Non dice che può permettersi più di quanto potrebbe lui. Che potrà offrirgli possibilità più ampie. Insegnanti migliori. Non ce ne è bisogno. Mentre considera quanto sia ingiusto che le stesse opportunità non siano offerte a tutti in maniera uguale ed indiscriminata, che tutto dipenda dal censo, anche la qualità dell’istruzione, anche se e come coltivare l’intelligenza di un bambino, e che si debba, poi, scontare questa disparità di trattamento, nel vedersi la vita futura condizionata. Una violazione del concetto di uguaglianza. Che, poi, non esiste neppure formalmente. Daniel non deve restare impastoiato in questo mondo ingiusto. Nessuno dovrebbe…

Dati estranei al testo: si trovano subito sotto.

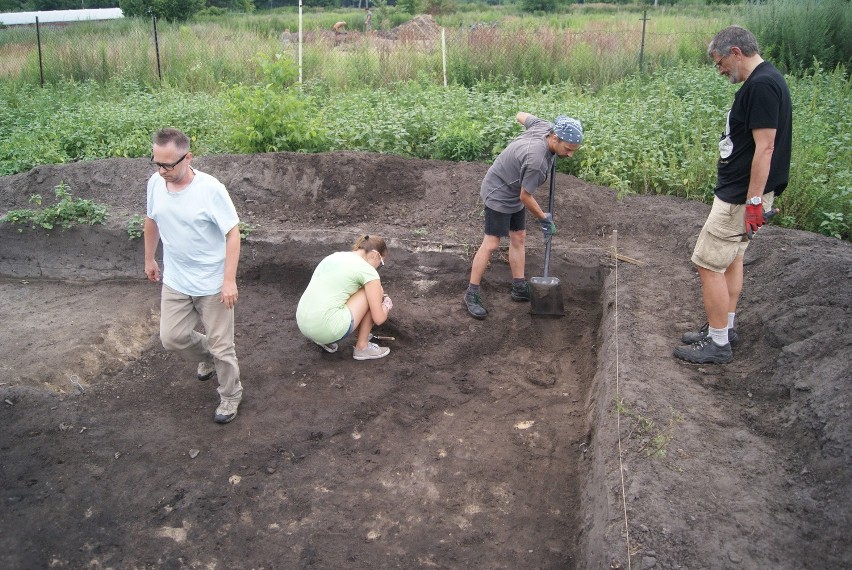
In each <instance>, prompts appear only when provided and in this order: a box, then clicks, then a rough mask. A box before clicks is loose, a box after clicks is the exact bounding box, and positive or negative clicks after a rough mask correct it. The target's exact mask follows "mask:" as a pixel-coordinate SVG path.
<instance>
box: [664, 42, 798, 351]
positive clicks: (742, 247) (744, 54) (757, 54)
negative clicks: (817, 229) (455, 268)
mask: <svg viewBox="0 0 852 570" xmlns="http://www.w3.org/2000/svg"><path fill="white" fill-rule="evenodd" d="M707 55H708V56H710V58H712V60H713V63H714V64H715V65H716V69H718V70H719V73H720V74H721V75H724V76H726V77H728V79H729V80H730V82H731V83H742V84H743V85H742V87H741V88H740V90H739V91H737V94H736V95H735V96H734V103H733V105H732V106H731V110H730V111H729V112H728V119H727V121H726V124H725V132H724V134H723V135H722V137H721V139H720V142H719V162H718V180H717V182H716V188H715V190H714V194H715V198H714V200H713V207H712V209H711V210H710V215H709V217H708V218H707V221H706V222H705V224H704V227H703V228H702V229H701V233H700V234H699V236H698V241H697V243H696V244H695V251H694V252H693V254H692V262H693V263H695V265H696V266H697V267H698V274H699V276H700V277H701V287H702V293H703V298H704V309H705V311H706V312H707V324H705V325H704V327H702V328H701V329H700V330H699V331H696V332H688V333H686V334H684V335H683V337H682V339H681V340H682V341H683V342H684V343H685V345H684V346H680V347H678V348H676V349H675V350H674V355H675V356H676V357H677V358H680V359H682V360H686V361H688V362H693V363H696V364H725V363H728V362H730V361H731V360H732V359H733V352H732V349H731V347H732V346H735V345H737V344H738V343H739V335H738V334H737V333H736V331H735V330H734V318H735V316H736V308H737V302H738V301H739V297H740V293H741V292H742V287H743V255H744V254H745V250H746V247H747V246H748V243H749V239H750V238H751V236H752V235H753V234H754V232H756V231H757V230H758V229H759V228H760V226H762V225H763V223H764V212H768V211H769V210H770V209H771V208H772V202H773V200H774V199H775V198H776V197H777V196H779V195H780V194H781V193H782V192H783V191H784V189H785V188H786V187H787V183H788V182H789V180H790V151H791V147H792V138H793V105H792V102H791V98H790V90H789V89H788V88H787V83H786V81H785V80H784V77H783V76H782V75H781V73H780V72H779V71H778V70H777V69H775V67H773V66H772V64H770V63H769V62H766V61H764V60H763V58H762V57H760V55H759V54H758V49H757V40H756V39H755V37H754V35H753V34H752V33H751V32H749V31H748V30H746V29H745V28H741V27H739V26H730V27H728V28H725V29H724V30H722V31H721V32H719V33H718V34H716V37H714V38H713V41H712V42H710V46H709V47H708V48H707Z"/></svg>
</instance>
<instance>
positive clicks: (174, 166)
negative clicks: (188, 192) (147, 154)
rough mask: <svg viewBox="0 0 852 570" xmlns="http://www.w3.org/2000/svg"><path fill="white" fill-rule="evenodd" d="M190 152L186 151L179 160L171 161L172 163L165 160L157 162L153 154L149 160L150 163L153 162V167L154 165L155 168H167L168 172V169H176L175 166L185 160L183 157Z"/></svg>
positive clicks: (179, 163) (177, 164)
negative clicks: (155, 161)
mask: <svg viewBox="0 0 852 570" xmlns="http://www.w3.org/2000/svg"><path fill="white" fill-rule="evenodd" d="M188 154H189V153H186V154H185V155H183V156H182V157H180V158H179V159H178V160H177V162H173V163H171V164H166V163H165V162H155V161H154V157H153V156H152V157H151V158H150V159H149V160H148V162H150V163H151V167H153V168H157V169H159V168H162V169H163V170H165V171H166V172H168V171H170V170H174V169H175V166H177V165H178V164H180V163H181V162H183V159H184V158H186V157H187V155H188Z"/></svg>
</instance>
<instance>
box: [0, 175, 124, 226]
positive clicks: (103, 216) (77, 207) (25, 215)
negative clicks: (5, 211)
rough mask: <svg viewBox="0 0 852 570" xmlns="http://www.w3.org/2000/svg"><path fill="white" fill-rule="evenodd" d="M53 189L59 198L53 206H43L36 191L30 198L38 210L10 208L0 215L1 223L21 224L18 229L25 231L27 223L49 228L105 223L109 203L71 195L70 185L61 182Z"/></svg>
mask: <svg viewBox="0 0 852 570" xmlns="http://www.w3.org/2000/svg"><path fill="white" fill-rule="evenodd" d="M53 192H54V193H55V194H56V199H57V202H56V204H54V205H53V206H44V207H41V205H42V197H41V196H40V195H39V194H33V195H32V196H31V197H30V203H31V204H33V205H34V206H36V209H20V210H10V211H9V212H8V213H7V214H6V215H5V216H3V217H2V218H0V222H5V223H8V224H12V225H15V226H19V227H18V231H19V232H23V231H24V228H25V227H26V226H29V227H30V229H34V230H36V229H44V230H47V231H50V230H52V229H54V228H55V227H56V226H59V227H61V228H62V229H68V228H70V227H71V226H74V225H76V224H86V225H90V226H92V225H95V224H102V223H104V221H105V220H106V218H107V207H106V206H104V205H103V204H96V203H94V202H92V201H91V200H83V199H81V198H72V197H71V188H69V187H68V185H67V184H65V183H60V184H58V185H57V186H56V187H55V188H54V189H53Z"/></svg>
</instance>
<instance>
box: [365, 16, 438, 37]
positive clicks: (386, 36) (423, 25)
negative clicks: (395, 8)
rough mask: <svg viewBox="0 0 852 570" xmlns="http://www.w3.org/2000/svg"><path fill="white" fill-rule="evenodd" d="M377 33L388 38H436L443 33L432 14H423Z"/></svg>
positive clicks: (437, 23) (382, 36)
mask: <svg viewBox="0 0 852 570" xmlns="http://www.w3.org/2000/svg"><path fill="white" fill-rule="evenodd" d="M376 35H378V36H379V37H380V38H384V39H387V40H402V41H418V40H434V39H436V38H438V36H440V35H441V28H440V27H439V26H438V23H437V22H435V19H434V18H433V17H432V16H430V15H428V14H422V15H419V16H415V17H414V18H412V19H411V20H409V21H408V22H406V23H404V24H401V25H399V26H397V27H395V28H393V29H391V30H378V31H376Z"/></svg>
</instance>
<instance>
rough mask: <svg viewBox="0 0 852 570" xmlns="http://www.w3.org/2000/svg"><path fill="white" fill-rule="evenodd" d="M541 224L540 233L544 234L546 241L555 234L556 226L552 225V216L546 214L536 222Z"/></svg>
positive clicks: (555, 224)
mask: <svg viewBox="0 0 852 570" xmlns="http://www.w3.org/2000/svg"><path fill="white" fill-rule="evenodd" d="M538 223H539V224H541V231H543V232H544V238H545V239H547V238H549V237H551V236H552V235H554V234H555V233H556V224H554V223H553V214H551V213H547V214H545V215H544V217H543V218H542V219H540V220H539V221H538Z"/></svg>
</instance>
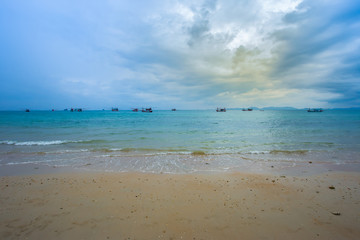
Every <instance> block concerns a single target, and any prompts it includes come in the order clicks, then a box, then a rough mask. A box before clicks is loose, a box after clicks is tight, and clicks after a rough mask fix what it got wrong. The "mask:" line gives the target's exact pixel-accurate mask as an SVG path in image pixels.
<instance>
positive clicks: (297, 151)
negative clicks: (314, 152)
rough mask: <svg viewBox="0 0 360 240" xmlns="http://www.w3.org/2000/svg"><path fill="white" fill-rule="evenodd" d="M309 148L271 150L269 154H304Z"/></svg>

Lui resta in silenzio. Crede di sapere cosa le sta passando per la mente.

“Non voglio umiliarti, proponendoti questo”, cerca di spiegare. Di mediare. “Ma siamo in due.”

“No… lo so…” sembra scoperto, lui. “è solo… non volevo addossarti anche questo…”

“Non a me.” Lo corregge, abbracciandolo e soffocando contro di lui l’indignazione che la arde. “Lo faremo insieme.”

 

“Beh, non sarà entusiasta di vedersi riempito di libri… soprattutto all’idea di studiare… povero, povero Daniel…” e gli batte una pacca sulla spalla. Mentre André lancia una vaga occhiata di compatimento all’ignaro oggetto di tante attenzioni, crollato, esausto, sul tappeto, pensando con tristezza all’idea che, presto, anche per lui il tempo dei giochi sarà andato e che verrà incastrato nei mille meccanismi della vita, della società, suo malgrado. Senza aver domandato di nascere. Di finire inchiodato sui libri, ad un lavoro – se sarà fortunato da averlo – che si fa per dovere – il suo, per fortuna, non ha più molto a che fare col dovere –. La mente volta alla speranza di qualcosa d’altro. E che, comunque, è già moltissimo quello che, rispetto ad altri, avrà. E che, in quella strana forzatura ad innaturalità che è la vita, è già parecchio.

 

Due pacchetti. Uno grande, l’altro in scala.

Li scartano. “Su, avanti, sono per voi due…” resta a godersi la scena, divertita.

E i due tirano fuori due paia di guanti, perfettamente identici, di pelle, e perfettamente in scala.

 

“Devo parlarti.”

L’ha preso da parte.

Non sa come spiegargli il disagio che, da qualche tempo, la attanaglia a corte. Dove si sente inutile. Dove si vive inutilmente.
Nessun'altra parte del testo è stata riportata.